42. Positivity • What about non-smoker?

43. Objectivity • Which universals exist in reality is not a function of our knowledge. • Terms such as • unknown • unclassified • unlocalized • arthropathies not otherwise specified • do not designate universals in reality.

44. Keep Epistemology Separate from Ontology • If you want to say that • We do not know where A’sare located • do not invent a new class of • A’s with unknown locations • (A well-constructed ontology should grow linearly; it should not need to delete classes or relations because of increases in knowledge)

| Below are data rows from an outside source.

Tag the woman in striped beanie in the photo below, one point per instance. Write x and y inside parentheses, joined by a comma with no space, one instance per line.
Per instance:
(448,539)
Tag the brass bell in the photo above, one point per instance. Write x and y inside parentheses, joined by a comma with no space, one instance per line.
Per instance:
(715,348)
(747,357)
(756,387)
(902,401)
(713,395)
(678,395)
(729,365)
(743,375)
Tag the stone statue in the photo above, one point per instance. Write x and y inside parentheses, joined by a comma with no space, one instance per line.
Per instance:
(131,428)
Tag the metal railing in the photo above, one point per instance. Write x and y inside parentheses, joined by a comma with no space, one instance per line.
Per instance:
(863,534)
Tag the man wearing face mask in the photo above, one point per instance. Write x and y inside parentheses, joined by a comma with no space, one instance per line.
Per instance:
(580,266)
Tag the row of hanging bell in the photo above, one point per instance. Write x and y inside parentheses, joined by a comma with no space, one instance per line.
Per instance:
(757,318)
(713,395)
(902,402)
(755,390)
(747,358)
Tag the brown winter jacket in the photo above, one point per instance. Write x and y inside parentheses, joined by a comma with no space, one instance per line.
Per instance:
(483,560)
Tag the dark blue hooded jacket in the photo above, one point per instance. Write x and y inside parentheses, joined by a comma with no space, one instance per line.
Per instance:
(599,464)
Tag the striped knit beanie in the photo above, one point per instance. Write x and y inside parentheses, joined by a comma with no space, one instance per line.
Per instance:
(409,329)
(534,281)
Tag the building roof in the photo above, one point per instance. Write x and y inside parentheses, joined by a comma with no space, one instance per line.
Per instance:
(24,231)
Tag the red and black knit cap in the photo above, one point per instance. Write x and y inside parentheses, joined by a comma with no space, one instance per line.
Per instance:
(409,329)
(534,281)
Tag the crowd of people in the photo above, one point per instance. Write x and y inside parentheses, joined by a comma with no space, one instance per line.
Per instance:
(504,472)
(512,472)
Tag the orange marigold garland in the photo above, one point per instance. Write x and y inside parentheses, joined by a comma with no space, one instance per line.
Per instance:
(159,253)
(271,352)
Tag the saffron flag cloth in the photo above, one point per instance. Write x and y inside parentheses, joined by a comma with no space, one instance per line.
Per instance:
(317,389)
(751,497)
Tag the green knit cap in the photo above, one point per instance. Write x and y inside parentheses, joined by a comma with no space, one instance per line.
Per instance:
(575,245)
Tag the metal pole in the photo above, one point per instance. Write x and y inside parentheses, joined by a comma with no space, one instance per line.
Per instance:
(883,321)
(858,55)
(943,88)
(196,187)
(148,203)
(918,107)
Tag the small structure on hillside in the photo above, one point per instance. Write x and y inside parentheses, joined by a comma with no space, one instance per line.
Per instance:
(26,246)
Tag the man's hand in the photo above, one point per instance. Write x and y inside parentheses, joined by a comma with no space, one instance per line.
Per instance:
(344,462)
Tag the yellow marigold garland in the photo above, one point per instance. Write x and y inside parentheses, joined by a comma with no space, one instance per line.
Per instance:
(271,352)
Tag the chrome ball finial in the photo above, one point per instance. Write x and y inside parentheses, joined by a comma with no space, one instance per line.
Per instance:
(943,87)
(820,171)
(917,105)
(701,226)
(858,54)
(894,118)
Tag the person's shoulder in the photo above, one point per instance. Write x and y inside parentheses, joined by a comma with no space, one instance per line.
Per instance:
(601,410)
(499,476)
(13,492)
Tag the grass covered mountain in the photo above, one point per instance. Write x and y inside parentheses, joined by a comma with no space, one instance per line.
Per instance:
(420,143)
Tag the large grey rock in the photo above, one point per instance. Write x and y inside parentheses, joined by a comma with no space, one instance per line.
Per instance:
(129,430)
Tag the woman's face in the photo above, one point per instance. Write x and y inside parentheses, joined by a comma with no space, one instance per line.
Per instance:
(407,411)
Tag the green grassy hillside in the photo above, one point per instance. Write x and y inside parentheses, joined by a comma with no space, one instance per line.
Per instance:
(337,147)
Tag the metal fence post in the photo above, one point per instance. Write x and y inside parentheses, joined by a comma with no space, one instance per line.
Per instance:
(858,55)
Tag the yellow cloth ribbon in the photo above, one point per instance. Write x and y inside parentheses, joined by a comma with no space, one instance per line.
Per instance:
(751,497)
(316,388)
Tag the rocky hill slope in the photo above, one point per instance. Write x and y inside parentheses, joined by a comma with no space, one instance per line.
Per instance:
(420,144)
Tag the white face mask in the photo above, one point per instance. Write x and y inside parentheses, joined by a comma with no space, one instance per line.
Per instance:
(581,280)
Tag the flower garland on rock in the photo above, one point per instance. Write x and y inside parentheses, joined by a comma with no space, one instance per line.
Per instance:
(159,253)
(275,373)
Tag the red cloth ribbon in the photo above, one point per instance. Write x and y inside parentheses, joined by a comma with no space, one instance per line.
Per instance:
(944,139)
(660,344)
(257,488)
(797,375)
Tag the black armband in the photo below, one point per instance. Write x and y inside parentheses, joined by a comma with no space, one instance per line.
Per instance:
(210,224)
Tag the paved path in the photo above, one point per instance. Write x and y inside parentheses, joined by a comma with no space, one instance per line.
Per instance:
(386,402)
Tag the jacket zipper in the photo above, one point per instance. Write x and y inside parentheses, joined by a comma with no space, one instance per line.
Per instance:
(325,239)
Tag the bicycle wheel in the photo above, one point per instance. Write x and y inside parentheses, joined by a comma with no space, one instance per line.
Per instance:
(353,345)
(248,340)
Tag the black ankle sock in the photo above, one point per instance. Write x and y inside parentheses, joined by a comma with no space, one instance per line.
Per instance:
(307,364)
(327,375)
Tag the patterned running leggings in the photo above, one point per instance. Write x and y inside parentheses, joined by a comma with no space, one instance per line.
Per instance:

45. Keep Sentences Separate from Terms • If you want to say • I surmise that this is a case of pneumonia • do not invent a new class of surmised pneumonias • Confusion of ‘findings’ in medical terminologies

46. Single Inheritance • No kind in a classificatory hierarchy should have more than one is_a parent on the immediate higher level

47. Multiple Inheritance • thing • car • blue thing • is_a • is_a • blue car

48. Multiple Inheritance • is a source of errors • encourages laziness • serves as obstacle to integration with neighboring ontologies • hampers use of Aristotelian methodology for defining terms • hampers use of statistical search tools

49. Multiple Inheritance • thing • blue thing • car • is_a1 • is_a2 • blue car

50. is_a Overloading • The success of ontology alignment demands that ontological relations (is_a, part_of, ...) have the same meanings in the different ontologies to be aligned.